Luka moved in fast. He caught Rafael with a combination that actually drove him back. For the first time since the fight started, Rafael looked off-balance.
“The difference between us,” Luka said between strikes, “is that I learned to let go. You're still holding onto ghosts.”
“The ghosts are all I have left.” Rafael countered and they traded blows again. “You took everything else.”
They crashed into the wall. Grappled. Both bleeding. Both exhausted. Both refusing to give up.
Dmitri got back to his feet. So did Ash. We all converged on Rafael at once.
He was good. Better than good. He was the best fighter I'd ever seen.
But he was one man against four. And we had everything to fight for.
Rafael drove an elbow into my temple. The world tilted. I felt my legs give out.
Then a gunshot cracked through the room.
Rafael jerked. Stumbled. Looked down at the red blooming across his chest with an expression of pure surprise.
Behind him, Troy stood swaying on his feet. One hand braced against the wall for support. The other holding the gun he'd somehow grabbed from one of the dead guards outside.
“Told you,” Troy said. His voice was rough and broken and beautiful. “He'd fucking kill you.”
Rafael turned. Tried to say something. Maybe a threat. Maybe a final piece of ideology he needed to share before the end.
Troy shot him again. This time in the head.
Rafael dropped like a puppet with cut strings. Hit the floor and didn't move again.
For one impossible second, nobody moved. We all just stood there in the ringing silence while the smoke curled from the barrel of Troy's gun and the blood spread dark across the concrete.
Then Troy's legs gave out.
I caught him before he hit the ground. Pulled him against my chest while his body went limp in my arms. He was cold and shaking and barely conscious, but lucid enough to look up at me with the eyes that held recognition.
“Declan,” he whispered.
“I've got you.” My voice cracked. “I've got you, Troy. You're safe now.”
“Thought you were dead.”
“Takes more than an explosion to kill me.”
He tried to smile. Couldn't quite manage it. “Good.”
Then his eyes closed, and he went completely still.
“Troy?” The panic clawed up my throat. “Troy, stay with me.”
Luka was already moving. Checking for a pulse. Assessing the damage with the practiced efficiency. “He's alive. Pulse is weak but steady. We need to get him to a hospital now.”
Dmitri and Ash moved to help. Between the four of us we got the chains off Troy and carried him out of that basement hell.
Back through the warehouse we'd turned into a warzone.
Bodies littered the path we'd taken. Bullet holes scarred every surface.
The whole building smelled like death and cordite.

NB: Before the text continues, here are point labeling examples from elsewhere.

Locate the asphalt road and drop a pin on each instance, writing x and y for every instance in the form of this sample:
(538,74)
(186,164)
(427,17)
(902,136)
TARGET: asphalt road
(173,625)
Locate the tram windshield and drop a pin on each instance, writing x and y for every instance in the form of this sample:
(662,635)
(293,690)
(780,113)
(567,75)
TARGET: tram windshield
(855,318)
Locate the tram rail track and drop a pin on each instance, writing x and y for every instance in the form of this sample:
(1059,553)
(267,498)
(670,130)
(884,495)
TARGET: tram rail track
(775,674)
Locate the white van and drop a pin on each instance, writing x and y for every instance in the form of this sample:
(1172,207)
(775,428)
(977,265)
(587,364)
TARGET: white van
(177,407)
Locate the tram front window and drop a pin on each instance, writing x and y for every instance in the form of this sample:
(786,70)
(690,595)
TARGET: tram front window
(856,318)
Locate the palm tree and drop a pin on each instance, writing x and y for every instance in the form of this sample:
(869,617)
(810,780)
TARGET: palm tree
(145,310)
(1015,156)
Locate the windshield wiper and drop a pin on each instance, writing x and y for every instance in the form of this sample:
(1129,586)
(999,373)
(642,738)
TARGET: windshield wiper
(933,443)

We loaded Troy into the SUV. I held him in the backseat while Dmitri drove at speeds that should have gotten us arrested. Luka made calls to the contacts who could get us into a hospital without questions. Ash applied pressure to the wounds that kept bleeding despite our best efforts.
Troy stayed unconscious through all of it.
I kept one hand on his chest. Felt the rise and fall of his breathing. Counted each breath like a prayer.
We'd gotten him back. Rafael was dead. The nightmare was over.
But looking at Troy's pale face, at the bruises covering his body, at the way he didn't wake even when we hit the potholes hard enough to jar the whole vehicle, I understood that we'd almost lost him.
That we'd come so close to a world where I never got to tell him properly that he'd never been a burden. Never been a mistake. That loving him was the only thing I'd done right in years.
“Stay with me,” I whispered against his hair. “Please, Troy. Just stay with me.”
Outside the window, Chicago blurred past in streaks of light and shadow.
And I held onto him like letting go would kill us both.